ViZDoom and 3D Visual RL
- Compare ViZDoom to Atari as a benchmark: identify what makes 3D first-person environments harder and what additional skills agents must learn
- Order ViZDoom's built-in scenarios by difficulty and identify the key skill each scenario isolates
- Explain why ViZDoom Deathmatch requires significantly more training steps and more capable architectures than Basic or DefendCenter
Why ViZDoom?
Atari established that CNNs can learn to play 2D games from pixels. ViZDoom (Kempka et al., 2016) asks the harder question: can agents learn in 3D, first-person, partially observable environments?

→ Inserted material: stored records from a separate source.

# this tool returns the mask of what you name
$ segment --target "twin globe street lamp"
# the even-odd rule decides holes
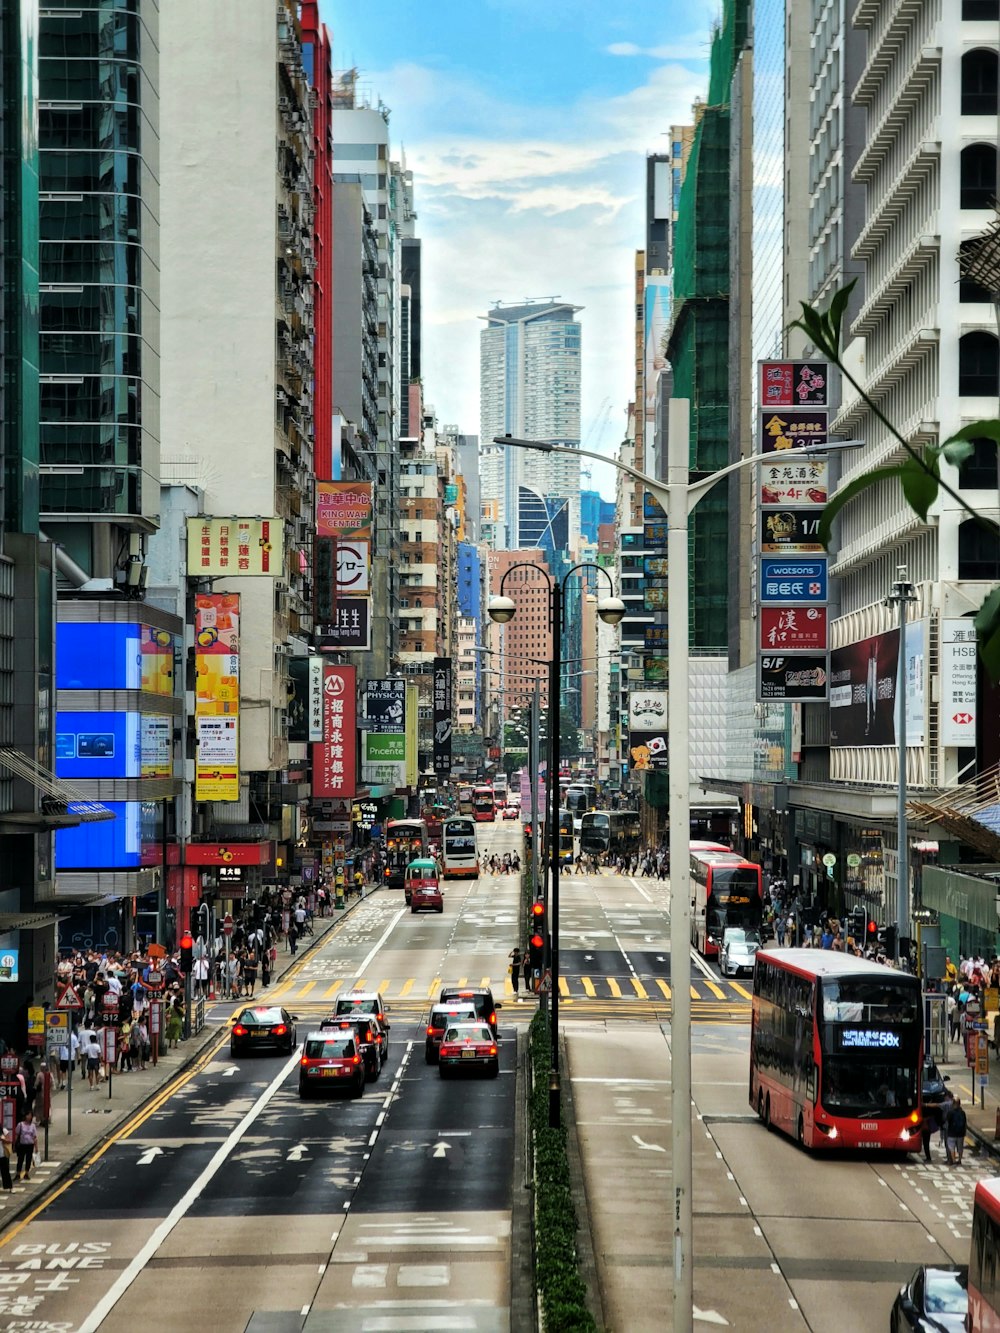
[[[670,801],[668,849],[670,856],[670,1143],[673,1177],[673,1328],[690,1330],[694,1311],[693,1161],[691,1144],[691,793],[689,790],[689,570],[688,519],[695,506],[724,477],[745,467],[767,461],[764,454],[748,454],[708,476],[691,480],[690,402],[671,399],[667,422],[667,477],[661,481],[640,472],[629,463],[578,449],[575,445],[550,444],[544,440],[521,440],[496,435],[494,444],[536,449],[548,454],[572,454],[594,458],[624,472],[659,501],[667,515],[667,642],[670,654],[670,687],[667,700],[667,779]],[[784,449],[780,459],[809,454],[834,453],[854,448],[862,440],[828,440],[820,445]],[[501,586],[501,591],[502,591]],[[507,599],[509,601],[509,599]],[[619,603],[621,605],[621,603]],[[491,612],[492,614],[492,612]],[[512,613],[511,613],[512,614]],[[621,620],[624,614],[618,616]],[[510,618],[509,616],[507,617]],[[617,623],[617,622],[615,622]],[[670,649],[673,649],[670,652]],[[558,785],[558,784],[556,784]],[[553,926],[558,906],[553,906]],[[553,1032],[553,1037],[555,1033]],[[556,1080],[558,1087],[558,1078]],[[550,1110],[551,1118],[551,1110]]]
[[[490,619],[506,625],[517,614],[517,604],[504,595],[504,584],[515,569],[530,569],[541,574],[549,585],[549,633],[552,636],[552,655],[549,659],[549,772],[548,772],[548,854],[551,876],[551,918],[549,923],[549,985],[552,992],[552,1020],[549,1036],[552,1043],[552,1063],[549,1071],[549,1124],[559,1125],[559,701],[562,685],[562,635],[565,629],[565,590],[571,575],[581,569],[596,569],[608,581],[611,595],[597,602],[597,614],[606,625],[617,625],[625,615],[625,603],[615,594],[611,575],[601,565],[583,563],[567,570],[562,579],[553,578],[541,565],[519,560],[504,571],[500,588],[487,605]],[[532,777],[534,780],[534,775]]]

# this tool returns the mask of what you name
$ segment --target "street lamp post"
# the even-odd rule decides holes
[[[563,592],[566,580],[571,574],[581,569],[596,569],[607,579],[611,588],[610,597],[602,597],[597,603],[597,614],[608,625],[617,625],[625,614],[625,603],[614,595],[615,585],[611,575],[601,565],[583,563],[574,565],[566,571],[562,579],[554,578],[540,565],[527,560],[519,560],[504,572],[500,580],[499,592],[491,597],[487,610],[490,619],[498,625],[506,625],[513,620],[517,606],[510,597],[504,596],[504,584],[515,569],[531,569],[540,573],[549,585],[549,632],[552,635],[552,654],[549,660],[549,773],[548,773],[548,852],[550,862],[549,894],[551,915],[549,918],[549,984],[552,996],[552,1018],[549,1037],[552,1044],[552,1066],[549,1072],[549,1124],[559,1125],[559,687],[562,677],[562,632],[563,632]]]
[[[903,957],[903,938],[910,937],[910,845],[906,829],[906,613],[917,600],[906,566],[897,565],[896,582],[885,599],[899,607],[899,655],[896,661],[896,741],[899,773],[896,779],[896,962]]]
[[[494,444],[538,449],[543,453],[572,454],[575,458],[594,458],[609,463],[644,486],[662,505],[667,515],[667,639],[675,653],[670,657],[670,690],[667,701],[668,783],[670,823],[670,1083],[671,1083],[671,1166],[673,1175],[673,1327],[675,1333],[688,1333],[694,1308],[694,1270],[692,1266],[693,1213],[691,1191],[691,887],[688,844],[691,841],[690,792],[688,789],[688,517],[705,495],[730,473],[762,461],[761,454],[720,468],[707,477],[690,480],[690,403],[673,398],[669,406],[667,429],[667,480],[660,481],[640,472],[629,463],[591,449],[549,444],[541,440],[519,440],[510,435],[494,437]],[[806,454],[831,453],[859,440],[828,441],[825,445],[805,445],[786,449],[782,460]]]

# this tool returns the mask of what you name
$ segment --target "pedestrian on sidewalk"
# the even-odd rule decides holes
[[[948,1115],[948,1161],[952,1166],[962,1165],[962,1153],[965,1151],[965,1131],[968,1121],[961,1097],[955,1098],[955,1105]]]
[[[938,1106],[930,1105],[924,1107],[924,1123],[920,1126],[920,1139],[924,1145],[924,1161],[932,1161],[931,1157],[931,1139],[941,1129],[941,1109]]]
[[[531,954],[527,949],[524,951],[524,958],[521,960],[521,969],[524,972],[524,993],[531,994]]]
[[[289,952],[289,953],[292,953],[292,954],[293,954],[293,953],[295,952],[295,950],[298,948],[298,941],[299,941],[299,932],[298,932],[298,931],[296,930],[296,928],[295,928],[295,922],[294,922],[294,921],[289,921],[289,923],[288,923],[288,952]]]
[[[0,1132],[0,1184],[8,1194],[13,1193],[14,1184],[10,1178],[10,1154],[13,1147],[13,1139],[9,1129]]]
[[[515,944],[513,949],[511,949],[510,953],[507,955],[507,957],[510,959],[510,966],[507,969],[507,971],[510,973],[510,984],[514,987],[514,994],[517,995],[518,982],[521,980],[520,946]],[[520,1003],[519,996],[518,996],[518,1003]]]
[[[87,1042],[83,1052],[87,1058],[87,1082],[90,1084],[91,1092],[93,1092],[101,1078],[101,1044],[97,1040],[96,1032],[87,1033]]]
[[[14,1147],[17,1149],[17,1178],[22,1172],[25,1180],[31,1179],[31,1164],[38,1144],[38,1126],[30,1111],[25,1111],[14,1129]]]

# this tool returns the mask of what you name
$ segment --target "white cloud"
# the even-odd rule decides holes
[[[636,42],[612,42],[606,47],[609,56],[643,56],[649,60],[705,60],[710,38],[693,36],[661,46],[639,46]]]
[[[621,440],[634,394],[645,154],[666,146],[663,136],[689,120],[706,86],[704,71],[683,59],[656,65],[624,95],[588,94],[555,109],[513,94],[499,102],[480,85],[413,64],[370,76],[414,173],[424,393],[441,421],[479,430],[478,333],[489,307],[558,296],[584,307],[588,447],[610,451]],[[450,124],[461,130],[442,128]],[[613,474],[601,471],[594,482],[612,494]]]

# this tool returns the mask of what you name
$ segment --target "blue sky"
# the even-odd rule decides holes
[[[584,307],[588,447],[632,396],[644,159],[708,87],[719,0],[321,0],[334,65],[391,110],[423,239],[427,401],[479,429],[478,334],[499,298]],[[614,474],[594,484],[613,494]]]

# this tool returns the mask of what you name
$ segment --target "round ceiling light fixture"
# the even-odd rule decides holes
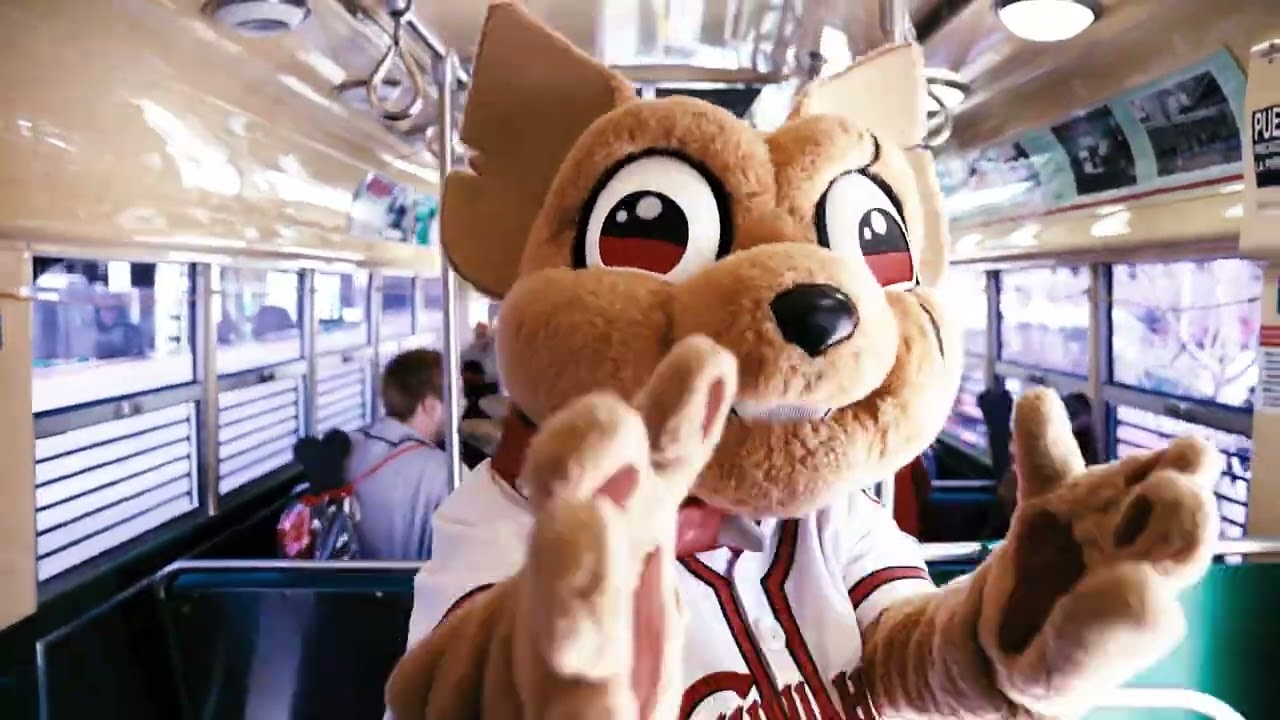
[[[204,11],[241,35],[265,37],[301,25],[311,6],[308,0],[207,0]]]
[[[1102,12],[1097,0],[995,0],[995,8],[1009,32],[1031,42],[1069,40]]]
[[[946,68],[925,68],[924,81],[929,86],[924,105],[929,114],[940,112],[944,107],[955,110],[969,95],[969,83]]]

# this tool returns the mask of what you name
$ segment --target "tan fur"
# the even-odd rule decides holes
[[[1005,544],[869,632],[871,694],[888,717],[1077,717],[1182,638],[1177,593],[1204,574],[1217,537],[1217,453],[1183,438],[1085,468],[1066,408],[1044,389],[1019,399],[1014,432],[1020,502]],[[1151,513],[1135,515],[1144,499]]]
[[[545,67],[530,73],[520,58],[535,50]],[[444,244],[464,277],[504,298],[501,372],[540,426],[518,481],[535,529],[526,567],[396,668],[395,717],[675,717],[680,501],[803,515],[936,438],[962,319],[937,291],[949,241],[920,147],[922,63],[911,45],[872,53],[761,133],[697,100],[637,101],[518,6],[491,7],[464,127],[479,162],[446,184]],[[678,282],[572,269],[602,176],[653,149],[722,186],[727,255]],[[881,287],[862,257],[820,245],[815,205],[853,171],[898,196],[918,286]],[[770,306],[802,284],[837,288],[857,311],[852,335],[816,357],[780,334]],[[831,411],[769,423],[727,417],[735,402]],[[884,717],[1071,716],[1180,637],[1174,598],[1203,575],[1216,534],[1212,451],[1180,440],[1085,468],[1047,391],[1023,396],[1015,426],[1022,502],[1008,541],[863,638]]]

The Doom game engine provides:
- Fully configurable scenarios (maps, enemies, rewards, available weapons)
- First-person 3D rendering with genuine depth, perspective, and occlusion
- Deterministic or stochastic enemy behaviour
- A Python API for programmatic control
- A Gymnasium wrapper registering environments as
VizdoomXxx-v1
The gap between Atari and ViZDoom is the gap between a flat sprite game and a real 3D world — and it turns out to be large.
What 3D Adds Over Atari
Depth and Perspective
In Atari, objects are sprites at fixed screen positions. In Doom, a monster at distance 10 units appears larger and higher in the frame than the same monster at distance 50 units. The agent must learn that apparent size encodes distance — a form of 3D reasoning implicit in the visual input.
Genuine Occlusion
Enemies can be fully hidden behind walls and only reveal themselves when the agent (or enemy) moves. A single frame provides zero information about occluded objects. Frame stacking helps only if occlusion is brief — longer occlusion requires memory.
Active Exploration
Atari games present all relevant information on screen at all times. Many ViZDoom scenarios require the agent to turn and search to find enemies or goals. This introduces an exploration component that doesn't exist in most Atari games.
Navigation
Moving through 3D space with a consistent heading requires integrating a sequence of actions. The agent must learn that a sequence of TURN_LEFT actions rotates it to face a new direction — a spatial reasoning problem absent from Atari.
Scenario Hierarchy
ViZDoom ships with built-in scenarios in increasing order of difficulty. Each isolates a specific skill:
| Scenario | Action space | Key skill | Typical steps to learn |
|---|---|---|---|
VizdoomBasic-v1 |
Move L/R, Shoot | Align and fire at stationary target | 100–300k |
VizdoomDefendLine-v1 |
Move L/R, Shoot | Eliminate a wave of approaching enemies | 300–500k |
VizdoomDefendCenter-v1 |
Turn L/R, Shoot | Track moving targets from a fixed position | 500k–1M |
VizdoomHealthGathering-v1 |
Move, Turn | Navigate and collect health packs | 500k–1M |
VizdoomCorridor-v1 |
Full movement + shoot | Navigate a corridor with enemies, collect armour | 1–3M |
VizdoomMyWayHome-v1 |
Full movement | Maze navigation to a fixed goal | 3–10M |
VizdoomPredictPosition-v1 |
Shoot | Predict enemy position behind cover | 5–20M |
VizdoomDeathmatch-v1 |
Full movement + all weapons | Kill enemies across the full map | 50–500M |
The gap between Basic (200k steps) and Deathmatch (100M steps) is a factor of 500. This is not just more training time — Deathmatch requires qualitatively different capabilities: navigation, target acquisition, weapon selection, ammo management, and spatial memory.
Curriculum Learning
Training directly on hard scenarios often fails: the reward signal is too sparse for the agent to discover the right behaviours from random exploration. Curriculum learning — training on progressively harder scenarios — is a practical solution:
- Train on Basic until the agent reliably kills the stationary enemy
- Transfer to DefendCenter (moving enemies) using the Basic policy as initialization
- Transfer to Corridor (navigation required)
- Transfer to Deathmatch
Each transfer re-uses the learned CNN encoder; only the policy head adapts to the new task. This is a form of transfer learning within a domain.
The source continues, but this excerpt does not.